Insidious, written by Leigh Whannell, directed by James Wan, starring Patrick Wilson (Josh Lambert), Rose Byrne (Renai Lambert), Ty Simpkins (Dalton Lambert), Barbara Hershey (Lorraine Lambert), Lin Shaye (Elise Rainier), Leigh Whannell (Specs) and Angus Sampson (Tucker) (2011): Surprisingly 'old-school' ghost story given that the writer and director are best known for their work on the hardcore Saw films. If it weren't for the last twenty minutes and the subsequent, exhausted 'twist' ending, this would be a really solid film.

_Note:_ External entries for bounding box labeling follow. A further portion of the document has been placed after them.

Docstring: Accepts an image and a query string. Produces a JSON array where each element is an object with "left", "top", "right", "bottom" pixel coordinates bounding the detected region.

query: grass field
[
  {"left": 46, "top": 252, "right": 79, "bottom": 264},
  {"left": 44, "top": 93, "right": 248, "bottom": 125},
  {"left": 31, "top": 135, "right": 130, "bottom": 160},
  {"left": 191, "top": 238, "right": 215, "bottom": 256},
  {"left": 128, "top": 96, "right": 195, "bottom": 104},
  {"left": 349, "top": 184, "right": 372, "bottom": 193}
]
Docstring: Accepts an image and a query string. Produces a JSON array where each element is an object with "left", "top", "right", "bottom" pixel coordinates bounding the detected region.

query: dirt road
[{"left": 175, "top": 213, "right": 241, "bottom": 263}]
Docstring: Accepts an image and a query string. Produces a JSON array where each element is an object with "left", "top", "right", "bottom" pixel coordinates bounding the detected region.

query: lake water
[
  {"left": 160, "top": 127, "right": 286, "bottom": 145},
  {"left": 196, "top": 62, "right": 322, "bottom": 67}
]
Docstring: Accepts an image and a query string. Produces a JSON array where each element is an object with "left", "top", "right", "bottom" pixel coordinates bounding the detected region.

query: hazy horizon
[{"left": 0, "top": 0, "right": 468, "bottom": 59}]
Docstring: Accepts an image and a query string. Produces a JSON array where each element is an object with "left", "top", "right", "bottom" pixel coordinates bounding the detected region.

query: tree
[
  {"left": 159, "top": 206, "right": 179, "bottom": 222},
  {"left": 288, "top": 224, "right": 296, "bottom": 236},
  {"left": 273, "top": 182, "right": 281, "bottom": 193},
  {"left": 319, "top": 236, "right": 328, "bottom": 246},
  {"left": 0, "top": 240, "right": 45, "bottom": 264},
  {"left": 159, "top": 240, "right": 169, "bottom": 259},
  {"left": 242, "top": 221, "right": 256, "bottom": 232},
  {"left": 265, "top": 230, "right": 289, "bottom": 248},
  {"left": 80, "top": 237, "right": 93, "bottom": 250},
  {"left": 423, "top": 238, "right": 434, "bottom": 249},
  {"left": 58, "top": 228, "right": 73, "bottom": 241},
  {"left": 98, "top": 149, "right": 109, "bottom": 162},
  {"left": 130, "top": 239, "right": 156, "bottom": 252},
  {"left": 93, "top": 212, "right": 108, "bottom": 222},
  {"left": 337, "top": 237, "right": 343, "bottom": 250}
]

Young Dalton Lambert goes into a medically inexplicable coma. His family searches for answers. Weird things happen. A psychic is consulted. More weird things happen. That's the movie with the major twists and revelations unrevealed.
Wan and Whannel get a lot of productive mileage out of showing little and suggesting a lot, of quick scares and odd things lurking in the outskirts of the frame. The cosmology introduced by the psychic to explain what's going on makes a certain amount of sense, though it's not developed enough to be all that convincing for long. A visual homage to Neil Gaiman's Sandman series is a bit jarring; that one supernatural entity looks an awful lot like Darth Maul undercuts a certain amount of tension.
Rose Byrne is a stand-out as the worried mother. Byrne's face in repose tends to look sad anyway -- I think it's her eyebrows -- and the look suits the material. Patrick Wilson is fine as the father, who has supernatural secrets of his own, though he appears to lose about 50 IQ points in the last twenty minutes. When the psychic tells you not to draw attention to yourself, don't run around yelling at every supernatural entity you encounter, that's all I've got to say.
The movie also joins the horror sub-sub-sub-genre of 'Monsters who love novelty songs,' as one entity really likes Tiny Tim's "Tiptoe Through the Tulips," which was already terrifying enough on its own. Hell's playlist must be really awful. Recommended.